Dave Brisbin 1.21.24
Disciples of a spiritual master come to his home only to find him on hands and knees in the front yard. He tells them he lost something of great importance, so they fall in to help search, hands and knees, eyes straining. After some time, they ask where he had it last, where he might have lost it. Oh, he says, that was inside the house. Then why are we searching out here? Because the light is so much better…
We laugh, but as crazy as that sounds, isn’t this exactly what we do spiritually? The master is trying to teach his students that we all want to conduct our existential search where it’s comfortable…how it’s comfortable. In our strong suit, under conditions where the light is good, and we can hold on to the illusion of control. We want to dictate the terms of the search, and even the nature of the thing searched for. Much safer to search for a god we imagine we understand.

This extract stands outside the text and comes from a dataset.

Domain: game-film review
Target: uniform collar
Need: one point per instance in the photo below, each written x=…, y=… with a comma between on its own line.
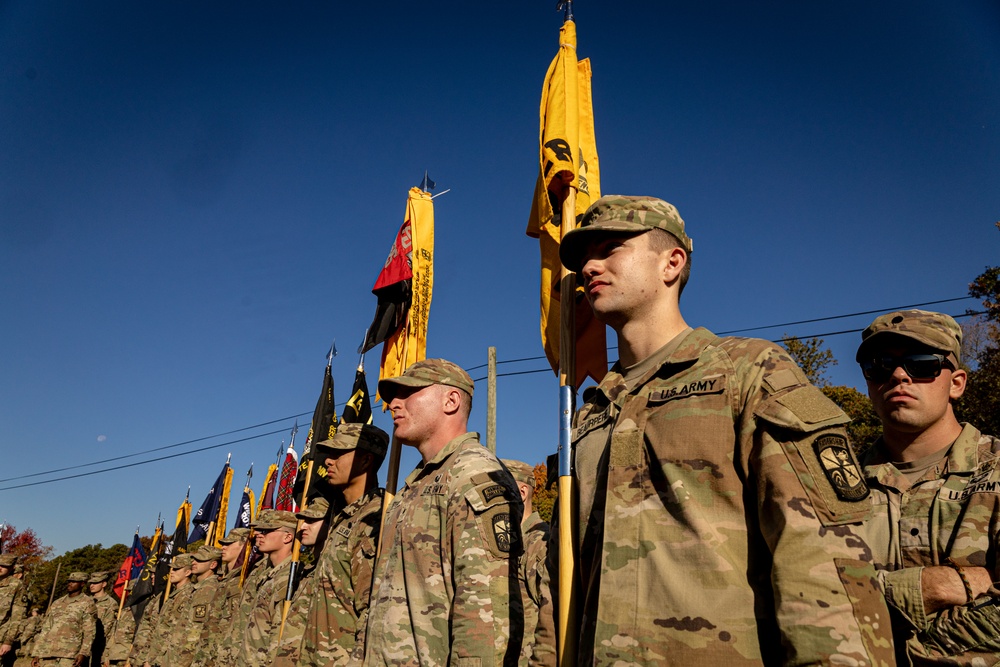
x=439, y=459
x=690, y=347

In his famous love chapter, Paul said when he was a child, he acted and reasoned like a child, but when he became a man, he put away childish things. He places this metaphor against the fact that we can only see spiritual reality dimly, but when the “perfect” comes, face to face. We think he’s talking about heaven, but Jewish context is always this life herenow. When the perfect comes is any moment our house of cards, our world of opposites collapses, and for an instant we see the oneness, the sole substance behind our opposites.
For Paul and Jesus that substance is what we call love, the ultimate reality we’ll never find until we grow up and out of the need for certainty—willing to search in mystery where the light is not so good.